By Reba Ashby, CANY
Industrial Rope Access (IRA) is a type of advanced access where technicians use ropes to descend or ascend a building or structure. Two ropes – the main line and a safety line – are used for fall protection and positioning, and serve as the primary means of support. Initially created to meet maintenance needs for the offshore industry, rope access has expanded over the last three decades to include other industries that work at heights or in difficult-to-access areas, including the building maintenance and construction industry.
The use of rope access in the building maintenance industry has increased significantly as an alternative means of access to the traditional swing stage or pipe scaffolding commonly used in construction. Additionally, as many cities with façade ordinances now require close-up, hands-on inspections, including NYC’s Façade Inspection and Safety Program (FISP), it’s no wonder that more owners, architects and engineers are opting for this unique form of access to help identify problems within an arm’s length of the work. Let’s review some of the many benefits of using rope access.
Quick and Efficient – The rigging and positioning of ropes can be installed and dismantled quickly compared to the mobilization of traditional scaffolding - the less equipment required, the fewer personnel needed. In most cases, the thorough inspection of a building by skilled technicians can be completed in one day, allowing them to quickly identify problematic conditions and make timely repair recommendations.

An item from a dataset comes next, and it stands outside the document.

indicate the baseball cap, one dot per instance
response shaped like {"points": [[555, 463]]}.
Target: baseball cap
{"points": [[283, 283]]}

Cost Effective – Fewer personnel required means minimal downtime, faster completion and fewer man-hours. This all translates to increased production and subsequently, increased profit for clients.
The use of rope access in the building maintenance industry has increased significantly as an alternative means of access to the traditional swing stage or pipe scaffolding commonly used in construction
Unobtrusive and Environmentally Friendly – Ropes eliminate the need for heavy equipment, which in turn limits disruption to the building’s staff and tenants. The rigging and use of rope equipment does not require gas or electricity to access difficult spaces, and leaves a minimal effect on the building and the surrounding environment.
Safe – The Society of Professional Rope Access Technicians (SPRAT), the governing body for rope access in the United States, has three levels of certification for technicians. At a minimum, Level 1 technicians are required to complete 40-hours of hands-on training and pass a written exam and field evaluation to become certified in order to perform work. Even then, they can only do so under the supervision of more advanced Level 2 and Level 3 technicians. These stringent training and certification requirements help to significantly reduce safety incidents. In fact, rope access has the lowest incident and injury rate across the entire construction industry.
When it comes to working at heights or in difficult-to-access areas, IRA has provided an effective solution to the limitations of traditional access, and remains the safest and most efficient method in use today.